Weißt du warum sich die Bäume im Wind wiegen? Ich werde es dir erzählen.

Es ist nämlich nicht so, dass der Wind die Bäume bewegt, sondern die Bäume selbst bewegen sich. Sie heißen den weit reisenden Wind willkommen, winken ihm und tanzen mit und für ihn. Sie wispern, rascheln, knarzen und singen mit und für den Gesellen Wind. Sie erzählen ihm die Geschichten ihrer Heimat. Was unter ihren Wurzeln sich die Maulwürfe zu murmeln, über die Abenteuer der Ameisen an ihren Stämmen bis hin zum Klatsch und Tratsch der Vögel in ihren Kronen.

Ein Baum ist ein weises Wesen, das es versteht den Geschichten zu lauschen, die ihm erzählt werden und sie auch gerne – anders als so mancher schweigsamer Stein – weitererzählt. Das freut den wissbegierigen Wind, der ein singender Spielmann ist und durch die Lande reißt und Geschichten aus allen Orten der Welt von sich gibt.

Der Wind ist ständig auf der Suche nach neuen Geschichten von anderen Orten und mag deshalb nicht an einem Ort verweilen. Nicht umsonst heißt es im Volksmund „frei wie der Wind“.
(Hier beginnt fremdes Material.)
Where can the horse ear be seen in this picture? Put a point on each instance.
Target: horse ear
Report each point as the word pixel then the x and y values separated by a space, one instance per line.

Manchmal wenn er gar lange Zeit einsam war, und lange kein Gegenüber zu Gesicht bekommen hat, mit dem er spielen und singen konnte, treibt es ihn traurig durch die Lande. Er heult und stürmt durch das Land auf der Suche nach einem Zuhörer und selbst die tanzenden Bäume kann er nicht mehr hören. So sehr gefangen ist er in seinem Rausch. Und schon mancher Baum fiel bei dem Versuch mit dem pfeifendem Wind zu tanzen. Der Wind aber heult um so mehr über den Verlust seines Tanzpartners.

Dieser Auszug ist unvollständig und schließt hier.